Малой Дэйви привлекает к себе внимание всей национальной службы охраны здоровья. У него не только цистичный фиброз, ему также диагностировали и атрофию мышц и крайнюю степень аутизма. Шанс того, что эти три болезни появятся у одного человека - около одного на четыре миллиарда, если верить одному выдающемуся врачу из Эдинбургского университета, для которого мой брат стал настоящей знаменитостью.
В тот самый момент, как я подумал, что хуже эта пивная дискуссия с кухонным столом уже не станет, потому что и сейчас была такой, что хуже и представить невозможно, как вдруг мама с папой, которых уже немного разморило от выпивки, начали абсурдный разговор об Эмме Эткин - девушке, с которой я учился вместе в младших классах.
– Да, нравилась ему было Эмма, нравилась ... Каждый день ее в школу провожал, - вспоминает отец.
– Что ты за ней бегал?
– Злобно спрашивает Билли с хитринкой в глазах.
– Иди в жопу, - отвечаю я этому жалкому клоуну.

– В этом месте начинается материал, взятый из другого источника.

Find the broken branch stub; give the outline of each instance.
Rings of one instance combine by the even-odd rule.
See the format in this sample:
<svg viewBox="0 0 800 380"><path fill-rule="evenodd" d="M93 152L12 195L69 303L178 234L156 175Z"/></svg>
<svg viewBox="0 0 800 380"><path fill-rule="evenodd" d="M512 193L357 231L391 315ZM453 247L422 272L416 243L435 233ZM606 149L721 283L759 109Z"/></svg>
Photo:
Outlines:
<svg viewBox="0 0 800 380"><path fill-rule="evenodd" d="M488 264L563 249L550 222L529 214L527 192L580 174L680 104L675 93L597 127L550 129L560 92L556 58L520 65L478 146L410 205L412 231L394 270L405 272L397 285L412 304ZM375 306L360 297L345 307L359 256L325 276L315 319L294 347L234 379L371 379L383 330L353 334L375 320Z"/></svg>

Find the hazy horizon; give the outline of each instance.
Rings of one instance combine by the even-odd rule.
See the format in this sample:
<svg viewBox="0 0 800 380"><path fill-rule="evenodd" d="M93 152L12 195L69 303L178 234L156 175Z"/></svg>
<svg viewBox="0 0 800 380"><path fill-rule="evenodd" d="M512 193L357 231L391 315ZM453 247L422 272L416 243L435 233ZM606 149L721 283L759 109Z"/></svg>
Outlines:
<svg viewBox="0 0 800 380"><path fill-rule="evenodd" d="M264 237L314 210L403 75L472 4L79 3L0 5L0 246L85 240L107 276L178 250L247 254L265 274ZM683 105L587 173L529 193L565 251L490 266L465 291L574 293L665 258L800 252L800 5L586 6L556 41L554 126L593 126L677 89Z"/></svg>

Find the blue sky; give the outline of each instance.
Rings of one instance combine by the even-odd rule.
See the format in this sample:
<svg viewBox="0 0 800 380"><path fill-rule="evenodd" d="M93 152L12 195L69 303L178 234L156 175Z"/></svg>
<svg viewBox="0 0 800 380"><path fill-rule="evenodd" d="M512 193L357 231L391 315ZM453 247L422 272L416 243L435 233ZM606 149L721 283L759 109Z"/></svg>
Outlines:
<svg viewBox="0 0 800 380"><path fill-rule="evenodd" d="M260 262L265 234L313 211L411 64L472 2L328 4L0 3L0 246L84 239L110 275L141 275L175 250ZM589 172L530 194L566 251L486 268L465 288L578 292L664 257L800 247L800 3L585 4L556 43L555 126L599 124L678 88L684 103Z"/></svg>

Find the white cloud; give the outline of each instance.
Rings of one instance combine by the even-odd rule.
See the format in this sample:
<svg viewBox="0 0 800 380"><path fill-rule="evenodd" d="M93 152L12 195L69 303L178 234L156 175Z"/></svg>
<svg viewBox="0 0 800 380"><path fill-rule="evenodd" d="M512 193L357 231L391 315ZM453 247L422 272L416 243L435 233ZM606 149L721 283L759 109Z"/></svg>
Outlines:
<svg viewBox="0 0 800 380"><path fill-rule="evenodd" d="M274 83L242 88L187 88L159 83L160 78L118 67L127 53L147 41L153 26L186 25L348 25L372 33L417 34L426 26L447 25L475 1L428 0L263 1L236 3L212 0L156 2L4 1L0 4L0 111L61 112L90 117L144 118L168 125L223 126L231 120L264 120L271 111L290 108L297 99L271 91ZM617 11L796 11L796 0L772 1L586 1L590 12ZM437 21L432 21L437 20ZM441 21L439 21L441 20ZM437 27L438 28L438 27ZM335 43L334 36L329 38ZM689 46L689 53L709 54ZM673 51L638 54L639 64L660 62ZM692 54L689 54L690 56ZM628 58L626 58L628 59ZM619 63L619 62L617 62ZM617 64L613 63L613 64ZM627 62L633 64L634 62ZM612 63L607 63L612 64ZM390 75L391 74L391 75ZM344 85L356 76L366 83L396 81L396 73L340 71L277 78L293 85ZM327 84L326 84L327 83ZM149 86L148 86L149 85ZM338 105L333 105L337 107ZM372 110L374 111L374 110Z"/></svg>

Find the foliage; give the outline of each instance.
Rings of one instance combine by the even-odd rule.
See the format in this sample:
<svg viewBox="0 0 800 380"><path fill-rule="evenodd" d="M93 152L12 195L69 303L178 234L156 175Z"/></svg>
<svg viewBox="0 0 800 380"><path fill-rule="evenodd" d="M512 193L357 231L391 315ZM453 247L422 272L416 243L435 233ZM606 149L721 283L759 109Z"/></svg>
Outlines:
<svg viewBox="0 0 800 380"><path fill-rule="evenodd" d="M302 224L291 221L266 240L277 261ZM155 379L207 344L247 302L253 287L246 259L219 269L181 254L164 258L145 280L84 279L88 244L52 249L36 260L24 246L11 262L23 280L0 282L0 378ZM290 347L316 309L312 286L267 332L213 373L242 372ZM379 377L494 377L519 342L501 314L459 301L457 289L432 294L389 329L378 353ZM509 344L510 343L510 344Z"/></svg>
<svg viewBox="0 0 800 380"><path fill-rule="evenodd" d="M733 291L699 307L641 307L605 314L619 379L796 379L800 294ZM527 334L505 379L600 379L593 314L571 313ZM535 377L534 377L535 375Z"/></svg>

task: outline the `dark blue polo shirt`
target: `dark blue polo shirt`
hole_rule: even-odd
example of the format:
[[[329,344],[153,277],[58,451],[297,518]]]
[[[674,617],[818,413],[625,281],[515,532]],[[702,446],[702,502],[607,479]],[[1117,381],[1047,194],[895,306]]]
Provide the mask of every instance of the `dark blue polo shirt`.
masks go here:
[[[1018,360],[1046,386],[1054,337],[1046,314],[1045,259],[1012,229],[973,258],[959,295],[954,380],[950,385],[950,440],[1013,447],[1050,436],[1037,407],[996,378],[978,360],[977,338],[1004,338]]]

– Уверена, он вел себя как настоящий джентльмен, - отвечает моя мама и проводит рукой по моим волосам, заглаживая их обратно.
– В отличие от некоторых.
– Даже не думай отмазываться, что ты не на сиськи ходил смотреть, - смеется Билли и снова прикладывается к своей банке «Экспорта».
– Иди на хер, паскуда.
Ладонь нашего старика появляется между нами в знак примирения.
– Хватит, вы двое. Этот разговор - для паба, а не для дома. Уважайте свою мать.